Innanzitutto l’archiviazione, come l’iniziale decreto di sequestro, è fondato su un’enorme contraddizione logica: da un lato accusa i ricercatori per “l’incredibile ritardo” nell’affrontare il disseccamento degli ulivi e dall’altro continua a mettere in dubbio che sia la Xylella a causare la malattia. E allo stesso tempo si dice che c’era bisogno di interventi drastici prima e per questo motivo blocca l’attuazione del piano di emergenza.
Tutta l’inchiesta condotta dai pm Elsa Valeria Mignone e Roberta Licci, dal suo avvio fino alla conclusione, non sembra avere alcuna coerenza. Ad esempio inizialmente il piano di emergenza, che prevedeva l’abbattimento degli ulivi infetti nella zona di espansione, era stato bloccato perché si ipotizzava che la Xylella in Salento c’è sempre stata. La procura ipotizzava la presenza di “perlomeno nove” ceppi di Xylella, contrariamente a quanto ha sempre affermato la comunità scientifica. Di questa ipotesi non c’è più traccia. Come non c’è traccia delle teorie scientifiche dell’ex procuratore Cataldo Motta, che ha coordinato l’inchiesta, che diceva che le piante stavano guarendo: basta una potatura e dare tanta acqua.

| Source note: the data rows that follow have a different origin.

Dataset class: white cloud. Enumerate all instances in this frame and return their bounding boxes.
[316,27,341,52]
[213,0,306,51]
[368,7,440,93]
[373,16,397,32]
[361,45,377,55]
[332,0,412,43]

A proposito di pressappochismo. Nel decreto di archiviazione, i magistrati parlano di una “sperimentazione in campo” con ceppi di Xylella importati dall’estero fatta dai ricercatori. Una falsità. E a proposito di sciatteria, i pm per continuare a negare il nesso di causalità tra Xylella e disseccamento degli ulivi si affidano a un articolo di un “prof.”, che però non è un professore, che parla di biologia ma è un “astrofisico” e di cui sbagliano anche il cognome. Infine, per avvalorare l’inutilità del piano di contenimento, i pm attribuiscono una dichiarazione contro gli abbattimenti al prof. americano Alexander Purcell, che già quattro anni fa sul Foglio avevamo dimostrato essere falsa. Non era dell’eminente studioso di Xylella, ma una dichiarazione a lui attribuita da una parlamentare del M5s. Una frase talmente falsa che è stata negata dallo stesso Purcell.
“Incredibile sciatteria”, è ciò che i magistrati attribuiscono ai ricercatori. Ma in realtà è la descrizione perfetta del modus operandi in questa inchiesta, dall’inizio all’epilogo. E’ vero che si è conclusa con un’archiviazione (e non poteva essere altrimenti), ma in quattro anni ha prodotto un sacco di danni per gli indagati e per la collettività.